Looking for an example of a random variable that does not have a prob density fn

In summary: CantorsDevilStaircaseFunction.html" In summary, a random variable with a probability density function has a Fourier transform known as a characteristic function. However, there are cases where a random variable does not have a probability density function, such as a mixed distribution with both discrete and continuous portions. In these cases, generalized functions (such as Dirac delta functions) can be used to represent an analog of a density and the random variable will still have a Fourier transform. However, there are also examples where a random variable does not have a well-defined density even in this weaker sense, such as the Devil's staircase function.
  • #1
seeker101
28
0
"If a random variable has a probability density function, then the characteristic function is its Fourier transform" - http://en.wikipedia.org/wiki/Characteristic_function_(probability_theory)#Definition".

I have never come across a random variable that did not have a probability density function.
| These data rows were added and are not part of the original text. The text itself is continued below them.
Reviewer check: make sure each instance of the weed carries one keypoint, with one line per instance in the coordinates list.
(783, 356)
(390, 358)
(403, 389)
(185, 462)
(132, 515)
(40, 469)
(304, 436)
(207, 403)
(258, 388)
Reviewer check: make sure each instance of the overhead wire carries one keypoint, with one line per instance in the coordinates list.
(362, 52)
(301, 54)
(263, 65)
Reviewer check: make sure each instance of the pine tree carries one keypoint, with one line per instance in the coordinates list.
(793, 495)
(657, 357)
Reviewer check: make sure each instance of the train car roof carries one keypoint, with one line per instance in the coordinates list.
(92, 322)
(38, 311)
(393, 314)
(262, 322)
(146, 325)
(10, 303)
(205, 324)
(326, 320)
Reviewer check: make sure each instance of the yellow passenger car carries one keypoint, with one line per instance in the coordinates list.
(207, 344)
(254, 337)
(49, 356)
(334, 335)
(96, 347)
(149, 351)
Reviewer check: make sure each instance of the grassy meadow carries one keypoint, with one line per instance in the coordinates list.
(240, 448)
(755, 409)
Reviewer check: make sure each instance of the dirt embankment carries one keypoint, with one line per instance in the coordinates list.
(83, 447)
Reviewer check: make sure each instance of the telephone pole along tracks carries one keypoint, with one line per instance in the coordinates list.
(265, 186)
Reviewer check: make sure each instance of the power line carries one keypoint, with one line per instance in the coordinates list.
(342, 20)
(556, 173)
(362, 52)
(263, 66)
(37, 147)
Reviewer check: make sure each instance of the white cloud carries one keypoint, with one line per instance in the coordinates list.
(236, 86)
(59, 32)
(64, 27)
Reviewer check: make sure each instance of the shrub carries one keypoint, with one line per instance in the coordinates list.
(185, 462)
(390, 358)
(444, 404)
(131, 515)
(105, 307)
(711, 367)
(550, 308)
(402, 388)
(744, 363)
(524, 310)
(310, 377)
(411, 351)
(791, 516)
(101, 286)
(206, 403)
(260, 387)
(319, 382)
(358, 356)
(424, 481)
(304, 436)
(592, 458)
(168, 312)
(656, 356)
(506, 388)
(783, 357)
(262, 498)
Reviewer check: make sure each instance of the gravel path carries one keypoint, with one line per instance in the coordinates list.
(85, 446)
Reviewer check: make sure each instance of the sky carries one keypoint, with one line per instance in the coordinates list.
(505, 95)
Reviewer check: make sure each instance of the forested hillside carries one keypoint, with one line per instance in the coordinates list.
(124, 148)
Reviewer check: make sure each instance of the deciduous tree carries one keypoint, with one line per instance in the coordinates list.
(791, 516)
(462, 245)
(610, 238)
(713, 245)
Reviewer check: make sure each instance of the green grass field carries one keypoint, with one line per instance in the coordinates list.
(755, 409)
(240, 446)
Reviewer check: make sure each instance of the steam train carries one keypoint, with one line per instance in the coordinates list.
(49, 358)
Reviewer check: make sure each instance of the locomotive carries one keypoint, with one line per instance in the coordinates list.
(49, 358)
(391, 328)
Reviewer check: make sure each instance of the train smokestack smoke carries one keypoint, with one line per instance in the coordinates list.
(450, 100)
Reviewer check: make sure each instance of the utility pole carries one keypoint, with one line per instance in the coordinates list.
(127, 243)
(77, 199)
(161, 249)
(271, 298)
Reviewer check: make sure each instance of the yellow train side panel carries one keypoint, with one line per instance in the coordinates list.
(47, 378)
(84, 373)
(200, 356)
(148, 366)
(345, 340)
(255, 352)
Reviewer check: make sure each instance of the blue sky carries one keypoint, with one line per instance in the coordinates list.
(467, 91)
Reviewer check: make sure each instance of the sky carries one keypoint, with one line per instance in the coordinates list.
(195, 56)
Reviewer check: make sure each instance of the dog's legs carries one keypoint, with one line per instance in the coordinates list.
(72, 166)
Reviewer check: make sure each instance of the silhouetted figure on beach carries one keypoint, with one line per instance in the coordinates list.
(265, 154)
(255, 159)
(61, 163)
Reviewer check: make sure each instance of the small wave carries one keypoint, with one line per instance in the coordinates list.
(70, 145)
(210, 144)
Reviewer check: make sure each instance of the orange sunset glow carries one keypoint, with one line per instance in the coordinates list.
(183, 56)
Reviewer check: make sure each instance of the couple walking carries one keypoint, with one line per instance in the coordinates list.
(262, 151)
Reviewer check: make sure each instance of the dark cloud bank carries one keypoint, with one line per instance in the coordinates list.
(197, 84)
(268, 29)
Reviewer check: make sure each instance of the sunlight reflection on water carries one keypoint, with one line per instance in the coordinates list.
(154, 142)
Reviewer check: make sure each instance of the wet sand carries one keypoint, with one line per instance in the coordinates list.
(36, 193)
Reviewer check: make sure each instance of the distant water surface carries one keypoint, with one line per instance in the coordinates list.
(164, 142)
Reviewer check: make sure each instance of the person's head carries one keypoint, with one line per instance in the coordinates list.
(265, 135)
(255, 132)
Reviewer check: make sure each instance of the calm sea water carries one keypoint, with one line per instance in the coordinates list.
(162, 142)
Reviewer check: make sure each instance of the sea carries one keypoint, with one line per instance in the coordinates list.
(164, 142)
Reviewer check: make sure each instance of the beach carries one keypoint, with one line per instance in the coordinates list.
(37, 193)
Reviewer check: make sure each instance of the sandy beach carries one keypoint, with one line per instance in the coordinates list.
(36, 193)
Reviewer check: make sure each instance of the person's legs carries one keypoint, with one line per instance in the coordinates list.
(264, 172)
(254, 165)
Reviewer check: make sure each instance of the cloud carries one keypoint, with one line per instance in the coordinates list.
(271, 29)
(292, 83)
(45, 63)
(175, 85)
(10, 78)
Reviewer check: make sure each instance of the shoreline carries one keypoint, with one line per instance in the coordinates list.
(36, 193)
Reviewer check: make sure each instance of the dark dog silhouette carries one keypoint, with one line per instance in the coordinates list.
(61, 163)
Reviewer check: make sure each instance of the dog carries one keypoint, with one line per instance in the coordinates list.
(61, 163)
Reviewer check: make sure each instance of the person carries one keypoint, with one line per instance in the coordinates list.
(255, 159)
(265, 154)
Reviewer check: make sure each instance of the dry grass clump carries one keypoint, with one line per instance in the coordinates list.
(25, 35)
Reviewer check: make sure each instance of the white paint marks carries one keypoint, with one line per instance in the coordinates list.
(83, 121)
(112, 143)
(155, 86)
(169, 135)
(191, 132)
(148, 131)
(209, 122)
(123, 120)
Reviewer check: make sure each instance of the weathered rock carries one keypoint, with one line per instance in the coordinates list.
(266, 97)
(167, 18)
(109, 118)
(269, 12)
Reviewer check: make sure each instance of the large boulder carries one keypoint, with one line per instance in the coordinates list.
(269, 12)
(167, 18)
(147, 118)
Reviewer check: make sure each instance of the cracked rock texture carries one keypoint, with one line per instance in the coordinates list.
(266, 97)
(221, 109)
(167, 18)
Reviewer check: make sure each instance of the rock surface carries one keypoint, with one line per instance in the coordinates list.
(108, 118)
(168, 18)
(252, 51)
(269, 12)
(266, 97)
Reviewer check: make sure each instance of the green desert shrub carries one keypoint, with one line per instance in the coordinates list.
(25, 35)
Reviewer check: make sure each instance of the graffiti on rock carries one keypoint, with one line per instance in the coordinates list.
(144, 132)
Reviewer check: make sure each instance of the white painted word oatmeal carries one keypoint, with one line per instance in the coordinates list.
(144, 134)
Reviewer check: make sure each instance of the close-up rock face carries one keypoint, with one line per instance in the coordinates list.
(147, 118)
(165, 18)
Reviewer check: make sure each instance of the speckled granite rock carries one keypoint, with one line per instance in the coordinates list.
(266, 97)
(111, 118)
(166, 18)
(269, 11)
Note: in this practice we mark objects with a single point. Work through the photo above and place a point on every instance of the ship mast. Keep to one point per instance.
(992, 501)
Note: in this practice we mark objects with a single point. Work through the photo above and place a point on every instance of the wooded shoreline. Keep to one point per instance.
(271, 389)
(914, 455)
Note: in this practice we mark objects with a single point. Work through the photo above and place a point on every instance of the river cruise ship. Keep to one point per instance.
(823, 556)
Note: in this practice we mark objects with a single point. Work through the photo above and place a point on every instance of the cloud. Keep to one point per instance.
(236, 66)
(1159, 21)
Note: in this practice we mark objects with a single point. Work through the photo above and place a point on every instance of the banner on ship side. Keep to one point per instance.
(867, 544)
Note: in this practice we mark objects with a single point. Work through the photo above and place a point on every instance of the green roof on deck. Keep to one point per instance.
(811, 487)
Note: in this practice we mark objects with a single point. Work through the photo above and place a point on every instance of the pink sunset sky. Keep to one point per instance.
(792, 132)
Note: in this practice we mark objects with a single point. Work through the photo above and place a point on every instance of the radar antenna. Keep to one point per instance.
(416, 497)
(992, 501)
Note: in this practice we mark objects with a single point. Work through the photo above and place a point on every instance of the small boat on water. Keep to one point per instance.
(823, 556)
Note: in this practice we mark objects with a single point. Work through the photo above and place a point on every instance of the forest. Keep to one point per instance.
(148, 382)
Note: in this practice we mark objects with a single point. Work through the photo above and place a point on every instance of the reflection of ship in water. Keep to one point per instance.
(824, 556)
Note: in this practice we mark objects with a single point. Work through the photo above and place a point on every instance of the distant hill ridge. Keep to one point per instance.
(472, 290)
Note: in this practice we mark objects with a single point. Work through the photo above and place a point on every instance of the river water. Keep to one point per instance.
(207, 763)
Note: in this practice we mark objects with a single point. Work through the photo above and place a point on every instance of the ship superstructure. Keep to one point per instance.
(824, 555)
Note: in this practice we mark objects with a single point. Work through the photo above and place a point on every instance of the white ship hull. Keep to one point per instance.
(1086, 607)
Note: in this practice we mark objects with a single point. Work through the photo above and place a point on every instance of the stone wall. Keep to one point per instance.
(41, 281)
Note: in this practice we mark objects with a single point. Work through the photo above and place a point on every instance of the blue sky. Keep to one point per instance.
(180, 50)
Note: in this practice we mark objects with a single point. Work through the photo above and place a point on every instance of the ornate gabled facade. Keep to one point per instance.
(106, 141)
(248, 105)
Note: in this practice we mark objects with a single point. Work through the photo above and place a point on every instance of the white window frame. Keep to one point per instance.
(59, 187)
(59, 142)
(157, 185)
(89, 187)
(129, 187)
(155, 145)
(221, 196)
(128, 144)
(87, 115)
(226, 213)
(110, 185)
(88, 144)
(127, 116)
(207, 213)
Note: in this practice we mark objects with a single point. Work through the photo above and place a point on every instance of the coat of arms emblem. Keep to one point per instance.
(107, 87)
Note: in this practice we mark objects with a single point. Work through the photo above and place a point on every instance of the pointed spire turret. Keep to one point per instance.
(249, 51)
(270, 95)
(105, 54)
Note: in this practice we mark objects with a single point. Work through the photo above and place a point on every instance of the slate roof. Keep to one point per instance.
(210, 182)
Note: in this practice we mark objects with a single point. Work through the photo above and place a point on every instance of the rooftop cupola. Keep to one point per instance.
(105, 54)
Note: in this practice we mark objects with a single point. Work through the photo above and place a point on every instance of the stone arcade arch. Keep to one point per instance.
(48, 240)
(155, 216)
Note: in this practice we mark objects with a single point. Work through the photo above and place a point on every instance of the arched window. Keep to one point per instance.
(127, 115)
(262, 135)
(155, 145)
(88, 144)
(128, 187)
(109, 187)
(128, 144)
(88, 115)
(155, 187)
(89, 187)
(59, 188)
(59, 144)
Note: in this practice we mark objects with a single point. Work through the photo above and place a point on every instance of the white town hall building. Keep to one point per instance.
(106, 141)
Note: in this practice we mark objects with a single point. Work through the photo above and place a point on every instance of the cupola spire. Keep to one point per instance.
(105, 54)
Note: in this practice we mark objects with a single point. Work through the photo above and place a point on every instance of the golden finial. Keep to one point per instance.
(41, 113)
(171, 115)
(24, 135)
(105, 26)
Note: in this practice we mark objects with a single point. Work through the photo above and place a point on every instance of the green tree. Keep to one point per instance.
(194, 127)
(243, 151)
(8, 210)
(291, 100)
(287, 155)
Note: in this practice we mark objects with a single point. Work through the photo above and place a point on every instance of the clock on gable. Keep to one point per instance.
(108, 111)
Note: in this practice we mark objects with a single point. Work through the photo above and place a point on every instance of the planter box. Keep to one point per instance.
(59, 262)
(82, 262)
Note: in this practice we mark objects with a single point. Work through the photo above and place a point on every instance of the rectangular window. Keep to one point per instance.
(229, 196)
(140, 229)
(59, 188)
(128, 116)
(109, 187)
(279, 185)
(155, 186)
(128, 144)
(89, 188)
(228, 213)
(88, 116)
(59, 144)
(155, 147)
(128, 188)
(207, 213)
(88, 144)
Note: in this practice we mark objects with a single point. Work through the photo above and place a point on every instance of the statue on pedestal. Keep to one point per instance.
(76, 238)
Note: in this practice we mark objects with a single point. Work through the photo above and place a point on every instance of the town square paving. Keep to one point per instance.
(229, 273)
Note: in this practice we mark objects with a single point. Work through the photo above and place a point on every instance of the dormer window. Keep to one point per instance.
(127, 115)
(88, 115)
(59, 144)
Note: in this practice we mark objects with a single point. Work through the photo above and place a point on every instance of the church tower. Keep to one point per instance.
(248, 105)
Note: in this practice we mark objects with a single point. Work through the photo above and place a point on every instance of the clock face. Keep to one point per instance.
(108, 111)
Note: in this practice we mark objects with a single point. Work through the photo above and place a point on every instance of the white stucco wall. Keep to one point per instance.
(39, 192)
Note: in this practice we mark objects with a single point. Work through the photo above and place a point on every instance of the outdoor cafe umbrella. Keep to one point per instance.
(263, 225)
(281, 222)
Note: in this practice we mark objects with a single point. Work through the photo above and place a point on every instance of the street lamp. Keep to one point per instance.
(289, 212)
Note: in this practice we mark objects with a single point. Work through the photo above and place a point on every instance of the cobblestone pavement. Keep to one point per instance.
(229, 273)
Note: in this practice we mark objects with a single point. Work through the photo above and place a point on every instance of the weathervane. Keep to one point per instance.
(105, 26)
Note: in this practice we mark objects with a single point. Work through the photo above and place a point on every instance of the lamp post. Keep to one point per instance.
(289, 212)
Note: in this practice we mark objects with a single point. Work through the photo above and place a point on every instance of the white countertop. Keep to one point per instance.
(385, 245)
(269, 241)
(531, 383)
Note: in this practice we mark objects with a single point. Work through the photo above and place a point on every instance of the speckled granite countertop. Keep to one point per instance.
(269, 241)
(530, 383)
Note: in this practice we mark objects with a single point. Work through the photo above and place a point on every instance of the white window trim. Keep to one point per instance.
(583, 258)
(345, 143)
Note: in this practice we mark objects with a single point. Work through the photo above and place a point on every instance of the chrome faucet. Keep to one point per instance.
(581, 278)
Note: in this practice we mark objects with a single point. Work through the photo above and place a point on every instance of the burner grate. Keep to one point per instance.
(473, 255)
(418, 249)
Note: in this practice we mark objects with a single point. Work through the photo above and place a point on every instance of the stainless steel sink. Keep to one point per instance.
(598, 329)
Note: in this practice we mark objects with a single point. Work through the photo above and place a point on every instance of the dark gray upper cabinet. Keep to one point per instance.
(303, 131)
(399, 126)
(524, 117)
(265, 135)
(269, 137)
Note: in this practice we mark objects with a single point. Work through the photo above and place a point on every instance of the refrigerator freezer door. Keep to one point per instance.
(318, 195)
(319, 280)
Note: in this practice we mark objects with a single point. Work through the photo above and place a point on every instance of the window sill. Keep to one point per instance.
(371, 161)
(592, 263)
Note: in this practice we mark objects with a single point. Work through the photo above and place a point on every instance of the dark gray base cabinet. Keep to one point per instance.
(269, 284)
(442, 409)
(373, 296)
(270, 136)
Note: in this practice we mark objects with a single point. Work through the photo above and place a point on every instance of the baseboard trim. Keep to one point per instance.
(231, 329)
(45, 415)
Can someone give an example of a random variable that does not have a probability density function?
 
Last edited by a moderator:
Mathematics news on Phys.org
  • #2
A mixed distribution corresponds to a random variable that is discrete over part of its domain and continuous over another part.

More technical: If a random variable is continuous, its distribution function is an absolutely continuous function, and doesn't have any jumps from the left:

[tex]
\sum_{x \in \mathcal{R}} [F(x) - F(x-)] = 0
[/tex]

Since F is absolutely continuous it has a derivative, which is the density.

On the other hand, if a random variable is discrete, every x with non-zero probability is an "atom", and

[tex]
\sum_{x \in \mathcal{R}} [F(x) - F(x-)] = 1
[/tex]

Here F does not have a density - the mass function is not, technically, the derivative of the cdf.

For a mixed distribution it is true that

[tex]
0 < \sum_{x \in \mathcal{R}} [F(x) - F(x-)] < 1
[/tex]

The cdf is a "mixture" of a continuous and discrete function; again, there is no density.
 
Last edited:
  • #3
Note however that even in this mixed case one can use generalized functions (distributions) in particular Dirac delta functions to write a pdf analogue. It will then also have a Fourier transform. Formally the Dirac delta function delta(x-a) is the derivative of a unit upward jump at a.

Here is, I think, a counter example.
Let the random variable X take on only rational values in the interval [0,1].

Recall the rational numbers are countable, i.e. you can index them with the natural numbers. Pick some random indexing of the rational values in [0,1], say x_1, x_2, ...
and let:
[tex]Pr(X=x_k) = 1/2^k[/tex]

[tex] \sum p_k = \sum_{k=1}^\infty 1/2^k = 1[/tex]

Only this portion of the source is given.